2. Promote the development of international trade and capital flow. Foreign exchange is the product of international economic exchanges. Without foreign exchange, the international turnover and utilization of funds cannot be accelerated, and international economic, trade and financial exchanges will be hindered. Paying off international creditor's rights and debts with foreign exchange can not only save the cost of transporting cash and avoid transportation risks, but also avoid capital backlog and accelerate capital turnover, thus promoting the development of international commodity exchange and capital flow.
3. Promote the adjustment of international capital supply and demand.
1. According to the degree of restriction, it is divided into freely convertible foreign exchange, limited freely convertible foreign exchange and bookkeeping foreign exchange.
1. Freely convertible foreign exchange refers to the foreign exchange that is most used in international settlement, can be bought and sold freely in the international financial market, can be used to pay off creditor's rights and debts in international finance, and can be freely converted into currencies of other countries. Such as US dollars, Hong Kong dollars and Canadian dollars.
2. Limited convertible foreign exchange refers to foreign exchange that cannot be freely converted into other currencies or paid to a third country without the approval of the issuing country. According to the regulations of the International Monetary Fund, all currencies with certain restrictions on international current payments and capital transfer are restricted freely convertible currencies.

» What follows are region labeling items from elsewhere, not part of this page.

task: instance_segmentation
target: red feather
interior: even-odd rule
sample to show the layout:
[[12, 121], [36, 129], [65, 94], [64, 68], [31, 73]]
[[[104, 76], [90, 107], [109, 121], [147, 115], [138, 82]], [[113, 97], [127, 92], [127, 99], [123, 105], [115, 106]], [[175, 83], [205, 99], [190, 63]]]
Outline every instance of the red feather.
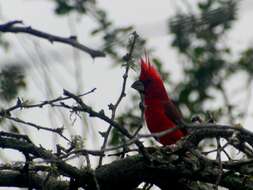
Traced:
[[[139, 80], [144, 85], [144, 115], [148, 129], [151, 133], [157, 133], [176, 127], [183, 119], [182, 114], [168, 96], [161, 76], [147, 56], [140, 60], [140, 64]], [[158, 138], [158, 141], [163, 145], [171, 145], [185, 135], [186, 131], [176, 130]]]

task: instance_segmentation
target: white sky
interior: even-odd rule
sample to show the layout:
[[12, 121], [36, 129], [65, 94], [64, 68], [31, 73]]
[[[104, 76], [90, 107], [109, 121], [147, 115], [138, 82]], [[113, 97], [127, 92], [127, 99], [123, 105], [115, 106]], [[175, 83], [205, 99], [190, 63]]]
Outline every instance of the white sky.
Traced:
[[[107, 10], [109, 17], [116, 25], [136, 26], [137, 32], [148, 39], [148, 45], [156, 49], [155, 54], [161, 57], [161, 59], [166, 63], [166, 68], [174, 71], [172, 78], [174, 80], [180, 80], [178, 63], [180, 59], [178, 59], [176, 51], [168, 47], [171, 37], [166, 36], [166, 22], [168, 17], [175, 13], [175, 8], [181, 7], [180, 5], [182, 2], [183, 0], [99, 0], [98, 4]], [[195, 3], [197, 1], [188, 0], [188, 2]], [[54, 4], [52, 4], [49, 0], [0, 0], [0, 14], [4, 21], [20, 19], [23, 20], [25, 24], [31, 25], [36, 29], [60, 36], [67, 37], [71, 35], [71, 31], [69, 29], [71, 19], [66, 17], [55, 17], [53, 9]], [[226, 37], [226, 43], [231, 44], [235, 52], [252, 45], [252, 9], [252, 0], [242, 1], [238, 15], [239, 20], [235, 23], [233, 30]], [[84, 18], [76, 26], [76, 31], [80, 42], [87, 46], [96, 48], [99, 45], [98, 39], [90, 38], [87, 35], [93, 26], [94, 23], [91, 20]], [[8, 52], [8, 54], [0, 51], [2, 58], [6, 60], [19, 58], [26, 60], [29, 64], [41, 62], [37, 56], [32, 56], [33, 58], [31, 58], [31, 56], [27, 53], [28, 51], [32, 52], [34, 55], [37, 54], [34, 50], [34, 40], [31, 42], [30, 36], [18, 35], [18, 37], [16, 37], [15, 34], [8, 34], [6, 36], [13, 41], [15, 46], [10, 52]], [[68, 72], [72, 74], [76, 72], [72, 65], [72, 48], [60, 44], [51, 45], [47, 41], [37, 39], [35, 39], [35, 42], [39, 43], [39, 51], [41, 54], [53, 54], [56, 57], [55, 59], [50, 58], [46, 60], [47, 64], [52, 64], [52, 66], [49, 67], [50, 71], [48, 74], [54, 75], [53, 86], [55, 87], [56, 95], [60, 95], [62, 93], [62, 88], [75, 91], [76, 84], [73, 84], [73, 77], [71, 78], [67, 74]], [[81, 56], [81, 72], [82, 78], [84, 79], [82, 92], [90, 90], [93, 87], [97, 87], [97, 92], [87, 97], [87, 101], [95, 108], [103, 108], [106, 111], [107, 105], [111, 102], [115, 102], [118, 97], [119, 90], [121, 88], [123, 70], [121, 68], [111, 69], [110, 60], [108, 58], [99, 58], [93, 61], [89, 58], [89, 56], [82, 52], [80, 52], [79, 55]], [[69, 65], [64, 64], [64, 66], [62, 66], [61, 62], [69, 62]], [[43, 64], [43, 62], [41, 63]], [[132, 72], [130, 75], [136, 75], [136, 73]], [[30, 94], [33, 96], [33, 99], [37, 101], [44, 100], [47, 97], [45, 90], [38, 88], [38, 86], [43, 84], [44, 81], [39, 79], [36, 70], [33, 74], [29, 75], [29, 79], [30, 82], [28, 89], [32, 92], [24, 92], [24, 95]], [[234, 82], [240, 83], [241, 81], [237, 80]], [[132, 93], [132, 90], [129, 88], [130, 84], [131, 82], [129, 81], [127, 93]], [[127, 100], [123, 102], [123, 105], [126, 105], [126, 103]], [[121, 109], [124, 109], [124, 107]], [[38, 116], [38, 114], [31, 119], [34, 119], [34, 121], [40, 120], [42, 123], [44, 122], [41, 115]], [[245, 125], [250, 126], [250, 124], [252, 124], [252, 119], [249, 118], [245, 122]], [[96, 125], [104, 125], [104, 123], [97, 122]], [[88, 132], [92, 133], [89, 130]], [[49, 143], [45, 142], [44, 137], [41, 141], [43, 143]], [[50, 145], [50, 143], [48, 145]]]

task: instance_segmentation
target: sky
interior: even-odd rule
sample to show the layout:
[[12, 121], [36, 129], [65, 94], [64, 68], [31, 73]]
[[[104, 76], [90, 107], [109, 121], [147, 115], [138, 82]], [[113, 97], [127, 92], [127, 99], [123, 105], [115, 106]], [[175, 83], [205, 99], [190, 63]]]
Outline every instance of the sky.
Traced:
[[[109, 17], [116, 25], [134, 25], [137, 33], [148, 40], [148, 46], [156, 49], [155, 55], [159, 56], [166, 63], [165, 67], [173, 71], [172, 79], [178, 81], [182, 78], [178, 64], [180, 58], [175, 50], [169, 48], [169, 42], [172, 37], [166, 35], [166, 23], [167, 19], [174, 15], [177, 9], [185, 9], [182, 6], [183, 2], [185, 2], [184, 0], [98, 0], [97, 2], [101, 8], [104, 8], [108, 12]], [[187, 2], [194, 4], [197, 1], [188, 0]], [[192, 6], [192, 4], [189, 5]], [[253, 25], [249, 24], [253, 18], [252, 9], [252, 0], [241, 2], [238, 21], [226, 37], [226, 43], [231, 44], [235, 52], [240, 52], [240, 50], [253, 43]], [[53, 14], [53, 10], [54, 5], [50, 0], [0, 0], [1, 22], [18, 19], [23, 20], [26, 25], [31, 25], [36, 29], [60, 36], [68, 37], [75, 33], [81, 43], [93, 48], [99, 47], [99, 40], [90, 38], [87, 35], [94, 27], [92, 20], [87, 18], [81, 19], [77, 25], [74, 25], [75, 31], [73, 31], [73, 29], [70, 29], [70, 26], [73, 26], [72, 21], [75, 21], [75, 17], [59, 18]], [[75, 74], [81, 72], [83, 82], [80, 91], [85, 92], [94, 87], [97, 88], [94, 94], [89, 95], [87, 98], [85, 97], [85, 101], [89, 102], [89, 105], [94, 106], [95, 109], [102, 108], [106, 113], [110, 113], [107, 105], [115, 102], [119, 95], [123, 69], [119, 67], [112, 69], [111, 60], [108, 57], [93, 60], [83, 52], [74, 53], [72, 48], [66, 45], [52, 45], [45, 40], [38, 40], [27, 35], [6, 34], [6, 37], [12, 41], [14, 47], [7, 53], [0, 51], [3, 60], [15, 60], [18, 58], [27, 63], [26, 67], [28, 70], [32, 69], [32, 72], [28, 76], [28, 89], [22, 92], [23, 96], [29, 95], [34, 101], [47, 98], [49, 89], [47, 87], [42, 88], [45, 85], [45, 81], [39, 77], [41, 73], [44, 73], [44, 76], [48, 77], [48, 79], [52, 79], [55, 97], [61, 95], [63, 88], [75, 91], [78, 88], [78, 85], [75, 84]], [[42, 57], [43, 55], [52, 56], [43, 60], [39, 55]], [[73, 57], [79, 57], [79, 59], [75, 62], [73, 61]], [[50, 66], [46, 71], [43, 71], [37, 68], [36, 64], [38, 63]], [[81, 69], [76, 70], [73, 64], [78, 64], [81, 66]], [[71, 73], [70, 76], [69, 73]], [[130, 77], [137, 74], [131, 72]], [[237, 83], [239, 81], [234, 82]], [[131, 80], [127, 84], [127, 93], [133, 93], [130, 89], [130, 84]], [[127, 106], [127, 99], [123, 101], [122, 105], [121, 109]], [[29, 119], [47, 125], [47, 121], [41, 118], [40, 110], [36, 110], [35, 112], [37, 114]], [[57, 123], [58, 121], [54, 122]], [[95, 126], [98, 125], [99, 128], [105, 125], [97, 120], [89, 120], [88, 122], [91, 122]], [[252, 119], [249, 118], [245, 122], [245, 125], [249, 126], [250, 124], [252, 124]], [[60, 125], [60, 123], [57, 123], [57, 125]], [[93, 133], [93, 131], [87, 130], [87, 133]], [[46, 133], [43, 134], [47, 135]], [[38, 134], [34, 134], [34, 138], [36, 138], [36, 135]], [[51, 142], [45, 142], [44, 137], [38, 139], [38, 141], [48, 143], [48, 146], [51, 145]], [[92, 148], [93, 144], [89, 144], [88, 146]]]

More than half of the national currencies in the world are limited convertible currencies, including RMB.
3. Bookkeeping foreign exchange, also known as clearing foreign exchange or bilateral foreign exchange, refers to foreign exchange deposited in bank accounts designated by both parties and cannot be converted into other currencies or paid to third countries.
Source and use: divided into trade foreign exchange, non-trade foreign exchange and financial foreign exchange.
1. Trade foreign exchange, also known as physical trade foreign exchange, refers to foreign exchange derived or used in import and export trade, that is, international payment means formed by international commodity circulation.
2. Non-trade foreign exchange refers to all foreign exchange except trade foreign exchange, that is, all foreign exchange that is not derived from or used for import and export trade, such as labor service foreign exchange, remittance and donation foreign exchange.
3. Financial foreign exchange is different from trade foreign exchange and non-trade foreign exchange, and belongs to a kind of financial asset foreign exchange, such as inter-bank trading foreign exchange, which is neither derived from tangible trade or intangible trade, nor used for tangible trade, but used for the management and manipulation of various currency positions.
Three, according to the market trend: divided into hard foreign exchange and soft foreign exchange, or strong currency and weak currency.